Windows 2003 Clustering

 
Cynthia Phalen
Occasional Contributor

Windows 2003 Clustering

We are seeing an issue when building a cluster where when you install clustering everything looks good, then after a couple reboots you start to see issues.

You can bring node 1 up fine, but when you try to join node 2 to the cluster you get SCSI Bus reset errors on each resource in the cluster, and the cluster service will not start.

After about 5 minutes the SCSI bus resets itself and then you can start the cluster service and the 2nd node starts to run as it should.

We are seeing this issue on both SCSI based and Fibre based clusters.

We have been building clusters for years and this problem has just started to occur.

Has anyone seen this before? Any thoughts?
3 REPLIES 3
Patrick Terlisten
Honored Contributor

Re: Windows 2003 Clustering

Hello Cynthia,

can you please post some event IDs and a short overview about your software setup (OS, SP level...).

Regards,
Patrick
Best regards,
Patrick
Kevin Walker_3
Occasional Advisor

Re: Windows 2003 Clustering

have x2 DL360 G4P servers running Windows 2003 SP1 Enterprise Server edition. They each have a single qlogic HBA attached to a EVA3000.

I presented a LUN for the quorum drive and proceeded to install / configure MS Cluster.
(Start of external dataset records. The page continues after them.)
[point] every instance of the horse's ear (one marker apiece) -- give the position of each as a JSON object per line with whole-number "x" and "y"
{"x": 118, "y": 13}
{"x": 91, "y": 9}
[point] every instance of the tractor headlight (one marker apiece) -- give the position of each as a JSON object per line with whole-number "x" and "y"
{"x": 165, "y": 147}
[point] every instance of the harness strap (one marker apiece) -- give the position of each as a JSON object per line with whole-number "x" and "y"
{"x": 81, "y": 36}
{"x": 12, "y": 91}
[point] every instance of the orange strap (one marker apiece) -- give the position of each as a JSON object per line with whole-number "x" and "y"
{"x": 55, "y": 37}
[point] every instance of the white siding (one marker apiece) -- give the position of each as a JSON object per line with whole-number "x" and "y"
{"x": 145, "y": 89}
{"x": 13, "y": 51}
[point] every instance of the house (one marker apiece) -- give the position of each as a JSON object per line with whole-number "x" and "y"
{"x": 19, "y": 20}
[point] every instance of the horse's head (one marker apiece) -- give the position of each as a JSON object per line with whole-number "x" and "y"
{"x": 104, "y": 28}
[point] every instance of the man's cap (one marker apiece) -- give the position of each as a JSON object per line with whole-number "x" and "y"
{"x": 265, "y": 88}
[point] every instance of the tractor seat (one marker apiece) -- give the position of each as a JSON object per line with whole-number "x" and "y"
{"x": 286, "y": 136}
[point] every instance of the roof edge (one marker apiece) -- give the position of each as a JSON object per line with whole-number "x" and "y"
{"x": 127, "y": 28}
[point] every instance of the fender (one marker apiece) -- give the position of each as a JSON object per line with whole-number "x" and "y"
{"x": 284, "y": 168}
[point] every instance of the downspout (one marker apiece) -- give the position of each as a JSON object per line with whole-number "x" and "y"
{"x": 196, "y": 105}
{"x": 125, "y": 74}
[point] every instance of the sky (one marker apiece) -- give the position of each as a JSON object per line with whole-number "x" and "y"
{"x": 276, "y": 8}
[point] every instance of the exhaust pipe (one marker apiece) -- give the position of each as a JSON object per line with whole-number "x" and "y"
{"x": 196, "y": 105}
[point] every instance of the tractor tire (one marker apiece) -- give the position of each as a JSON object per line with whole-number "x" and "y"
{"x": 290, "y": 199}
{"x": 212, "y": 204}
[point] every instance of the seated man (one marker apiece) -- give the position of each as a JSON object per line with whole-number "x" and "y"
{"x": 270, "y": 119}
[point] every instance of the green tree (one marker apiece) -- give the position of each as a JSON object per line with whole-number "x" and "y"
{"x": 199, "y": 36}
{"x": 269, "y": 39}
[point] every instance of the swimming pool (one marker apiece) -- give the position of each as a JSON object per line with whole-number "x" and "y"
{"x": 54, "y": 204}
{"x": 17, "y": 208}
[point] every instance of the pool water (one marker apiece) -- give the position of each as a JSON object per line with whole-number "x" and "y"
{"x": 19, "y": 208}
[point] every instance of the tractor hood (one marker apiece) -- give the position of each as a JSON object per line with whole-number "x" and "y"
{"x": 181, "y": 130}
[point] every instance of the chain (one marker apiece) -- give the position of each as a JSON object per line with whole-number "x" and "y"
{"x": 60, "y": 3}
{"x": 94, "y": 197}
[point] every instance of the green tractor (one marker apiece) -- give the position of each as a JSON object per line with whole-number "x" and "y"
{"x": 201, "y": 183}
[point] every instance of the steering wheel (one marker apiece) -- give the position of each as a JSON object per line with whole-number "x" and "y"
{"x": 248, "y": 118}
Cluster install went fine.

When the primary node comes online, all services start and the server is operational. When the redundant node is powered on, I start to receive error messages in event viewer ( Event ID: 1209, 118, 1034, 7031 ) basically saying that the cluster service is starting before the HBA / LUN is available and since the quorum is not present, the cluster service fails. A few seconds later, the cluster service starts once the quorum comes online and is available.

If you fail the cluster from the primary node to the secondary node, the fail is successful. If you then reboot the primary node, the exact thing happens to it.

Has anyone seen this issue before?

Any help is appreciated.

Thanks.
Rune J. Winje
Honored Contributor

Re: Windows 2003 Clustering

Check out:
http://support.microsoft.com/kb/923830

Clusdisk.sys update is important
storport.sys update is important. If using storport use this version http://support.microsoft.com/?id=916048

updated/correct version of storport driver component (or scsiport driver component) for the QL2300 card is important

Qlogic 2300 = FCA2214 => search for this on HP's pages. For Win2003:
http://h20000.www2.hp.com/bizsupport/TechSupport/SoftwareIndex.jsp?lang=en&cc=us&prodNameId=315741&prodTypeId=12169&prodSeriesId=439556&swLang=8&taskId=135&swEnvOID=1005

If using boot from SAN on the same controller as the cluster disks (for some necessary reason...) the registry setting in
http://support.microsoft.com/?id=886569 is necessary on all nodes.

Review design of SAN. Zoning etc is important. LUN masking may be important. Tape devices or other devices servers on the same fabric that could send scsi resets?

Check the cluster.log for quourm disk arbitration/failures.

Check that SCSI3 persistent reservations are not enabled
http://support.microsoft.com/?id=911030
also search your registry for UsePersistentReservations and change to 0 if 1.

Watch out for Gbic problems - tricky to troubleshoot...

Cheers,
Rune